Some modules have been reported to have problems with epochs
in the version number.
l) The version number seems to be dropped in the name of the package,
i.e., you get results like kernel-image-.._300_i386.deb, where the
300 is from the --revision flag.
This seems to result from using the broken perl 5.005 packages
installed a while ago in unstable. That package has since been
withdrawn. Problems seem to go away when one downgrades to 5.004.
This is also caused by a broken grep, (for example, grep
2.3-1).
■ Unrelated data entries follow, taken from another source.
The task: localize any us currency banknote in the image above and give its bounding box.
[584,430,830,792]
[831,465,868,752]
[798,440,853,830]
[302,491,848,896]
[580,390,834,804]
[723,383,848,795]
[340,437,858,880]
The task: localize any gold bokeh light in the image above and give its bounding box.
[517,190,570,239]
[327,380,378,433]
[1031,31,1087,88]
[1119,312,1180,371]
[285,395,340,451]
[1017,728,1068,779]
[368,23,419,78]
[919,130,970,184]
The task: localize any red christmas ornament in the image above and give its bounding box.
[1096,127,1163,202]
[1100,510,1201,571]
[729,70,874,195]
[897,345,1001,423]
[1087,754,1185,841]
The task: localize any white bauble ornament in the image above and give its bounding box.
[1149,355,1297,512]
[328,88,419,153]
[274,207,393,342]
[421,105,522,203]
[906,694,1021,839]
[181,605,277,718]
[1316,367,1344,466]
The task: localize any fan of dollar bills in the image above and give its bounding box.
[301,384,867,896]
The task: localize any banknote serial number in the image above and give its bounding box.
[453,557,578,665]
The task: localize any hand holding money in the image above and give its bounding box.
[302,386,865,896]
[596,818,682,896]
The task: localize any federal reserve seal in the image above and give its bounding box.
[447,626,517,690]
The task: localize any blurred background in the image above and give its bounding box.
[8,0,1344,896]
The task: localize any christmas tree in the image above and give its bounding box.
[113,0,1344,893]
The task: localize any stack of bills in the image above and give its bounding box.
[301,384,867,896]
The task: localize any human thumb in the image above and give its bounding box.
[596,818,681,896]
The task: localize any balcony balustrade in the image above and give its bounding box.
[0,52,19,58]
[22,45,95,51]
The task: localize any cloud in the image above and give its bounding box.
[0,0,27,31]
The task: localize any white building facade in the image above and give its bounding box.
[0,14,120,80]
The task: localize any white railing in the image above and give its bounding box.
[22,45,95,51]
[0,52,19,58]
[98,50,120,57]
Upgrading to a fixed grep solves this (2.3-4 is knownn
to work, at the time of writing this).
m) Some versions of gcc do not interact well with the kernel
sources (the upcoming gcc 2.95 has problems compiling the
kernel without the flag '-fno-strict-aliasing' (I think you
may have to edit the makefile for this, or something). This is
an universal problem, hopefully there shall be a compromise
somewhere
A symptom may be failures like:
Makefile:153: arch/i586/Makefile: No such file or directory
make[1]: *** No rule to make target `arch/i586/Makefile'. Stop.
n) I keep getting this kind of messages:
make[1]: i386-linux-gcc: Command not found
This is a result of having the env variable ARCH set when you do
not intend to cross compile the kernel. Unsetting ARCH works fine.
o) booting from the new kernel fails with
VFS: Cannot open root device "308" or 03:08
immediately followed by a kernel panic
The cause for this is either you have not compiled the file
system type of the root file system into the kernel, or you
have instructed yout boot loader to expect an initrd kernel
(this is required for running a recent official kernel image
package from Debian), and have installed a non-initrd garden
variety kernel image. You need to go back and recompile the
kernel image, either including the root file system type as a
builtin, or adding a --initrd flag to the make-kpkg run.